Pino Pietropaolo. Nei giorni in cui la ricorrenza dell’otto marzo ripropone nei dibattiti la centralità della donna nella vita sociale e la sua emancipazione, vi sono da segnalare due iniziative che all’otto marzo in qualche modo si collegano.
Le iniziative sono ad opera di due giovani amorosine (l’una purosangue, l’altra di adozione, essendo il padre, Serafino, un amorosino di nascita) che condividono non solo la parentela – sono cugine – ma anche lo stesso nome e cognome: Michela Pietropaolo.
L’una ha effettuato un accurato ed efficace studio sul ruolo dei consultori e sulle potenzialità, invero ancora inespresse nei nostri territori, degli stessi.
Non solo, come spesso erroneamente si è portati a pensare, “centri di ascolto” – specie su tematiche a carattere sessuale – ma luoghi nei quali, attraverso mirati percorsi, scoprire o riscoprire tecniche di relazione con i propri congiunti, o con tutto ciò che a 360° ci circonda.
Ed allora, tanto per citare uno tra molteplici esempi, non solo non deve stupire ma va sostenuto, il coraggio della donna manager nel mettersi in discussione ed afforntare un iter formativo al termine del quale avrà appreso a gestire meglio il rapporto con la figlia adolescente (rapporto che, causa i serrati ritmi di lavoro, stava imboccando la pericolosa china della incomunicabilità).

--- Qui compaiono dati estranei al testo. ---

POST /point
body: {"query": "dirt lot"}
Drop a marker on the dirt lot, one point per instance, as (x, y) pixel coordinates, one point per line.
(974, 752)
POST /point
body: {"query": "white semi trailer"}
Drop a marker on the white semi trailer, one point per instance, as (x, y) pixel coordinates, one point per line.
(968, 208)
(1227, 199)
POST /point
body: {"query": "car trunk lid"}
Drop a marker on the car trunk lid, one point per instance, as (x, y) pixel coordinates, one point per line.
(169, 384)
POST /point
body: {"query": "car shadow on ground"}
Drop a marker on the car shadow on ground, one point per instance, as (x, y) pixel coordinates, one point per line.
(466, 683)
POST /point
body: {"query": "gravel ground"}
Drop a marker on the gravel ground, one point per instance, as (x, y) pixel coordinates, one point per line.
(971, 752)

La ricerca è stata decisamente apprezzata, tanto da essere stata pubblicata su “Noi donne”.
L’altra, non nuova a forme artistiche nelle quali riversa la propria straordinaria sensibilità, ha avuto la soddisfazione di veder pubblicata una propria poesia “Un nome: Nair” sulla raccolta “Poeti e Poesie”.
Delicato è il tema trattato: la solitudine e la rassegnazione, il dolore e l’angoscia di una giovane prostituta, Nair appunto, niente altro che mera merce attraverso la quale soddisfare piaceri effimeri e scaricare tensioni e rancori.
Nessuna attenzione alla sua anima, nessuna riflessione sul fatto che di fronte ci sia un essere umano, con i propri sogni, i propri desideri, le proprie speranze.
Per questa donna solo una soffocante e consapevole disperazione.
Ed è bello che appena si siano spente le luci sulla componente commerciale dell’otto marzo, si continui a riflettere sulle tante, troppe donne, ancora solo oggetto e così vicine da essere drammaticamente invisibili.